IN A MEMORANDUM to President Demetris Christofias the Cyprus Land and Building Developers Association has put forward a number of suggestions to revive the Island’s property industry.
The memorandum calls on the President not to impose new taxes on businesses as these will result in a further deterioration in the business climate by depriving businesses of working capital and increasing unemployment.
The Association suggests that the government should provide incentives and measures to help revive and revitalize the property market and in particular, a review of the Property Transfer Fee bands, VAT and Capital Gains Tax.
Ten years ago, the average apartment cost the equivalent of €51,000 and attracted Property Transfer Fees of €1,500. Today, that same apartment would cost €200,000, and would attract Property Transfer Fees amounting to €9,000 plus €30,000 VAT; that’s a 2,600% increase in tax!
Capital Gains Tax thresholds, which have remained unchanged for 20 years, should also be reviewed. The Association argues that the current rate of 20% and the present thresholds deter sales and result in under-declaring a property’s purchase price in efforts to reduce a vendor’s Capital Gains Tax liability.
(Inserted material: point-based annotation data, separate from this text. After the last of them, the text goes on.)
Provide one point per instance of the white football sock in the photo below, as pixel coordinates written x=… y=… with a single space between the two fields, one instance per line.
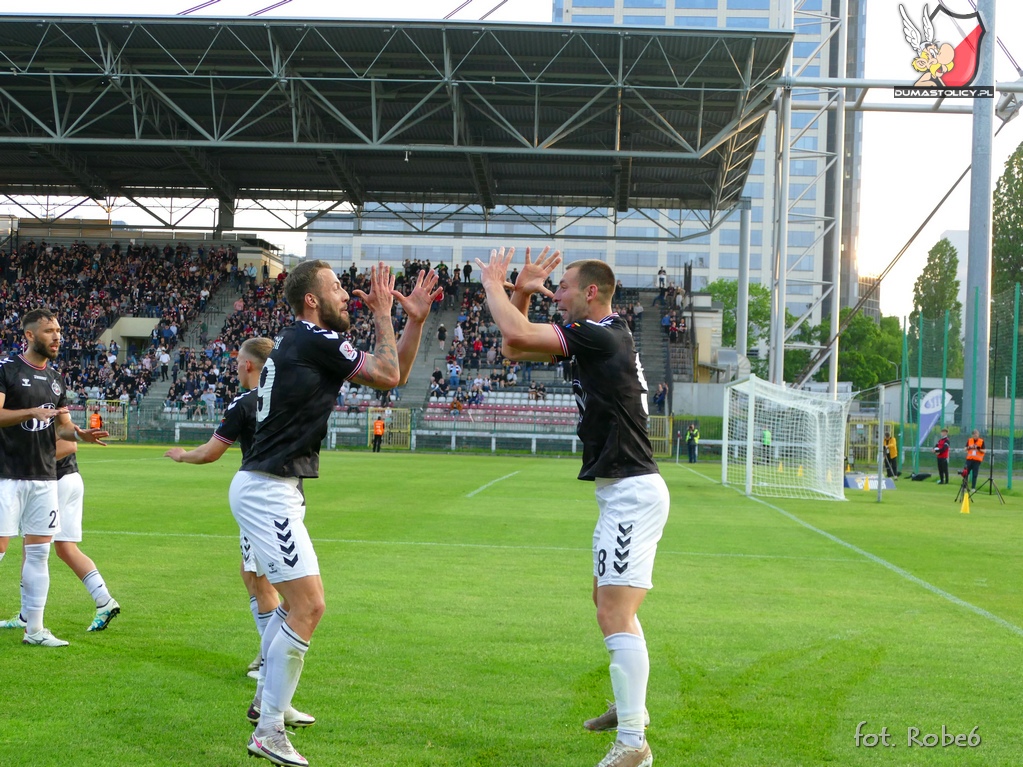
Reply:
x=262 y=619
x=283 y=669
x=97 y=589
x=35 y=585
x=274 y=622
x=254 y=608
x=629 y=672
It also argues that revising Capital Gains Tax will eliminate the problem of creating what it calls a ‘shadow economy’ and the distortions that occur from the failure to declare the actual sales value in contracts.
Other countries have recently reviewed their taxation systems to help revive their property markets.
In Ireland, for example, the government has reduced the stamp duty for deeds to 1% on the first €1,000,000 and 2% on the remainder.
The government of Holland has just announced plans to cut its overdrachtsbelasting (conveyancing tax) from 6% to 2% for a year in an effort to boost its housing market.
The RICS Cyprus Property Price Index for the fourth quarter of 2010 gave the price for an average 3-bedroom semi-detached house at €431,705.
The Property Transfer Fees (or equivalent) payable by the purchaser would cost:
In Cyprus – €27,701.99
In Ireland – €4,317.05
In Holland – € 8,634.10
Perhaps the suggestions put forward by the Cyprus Land and Building Developers Association warrant further investigation.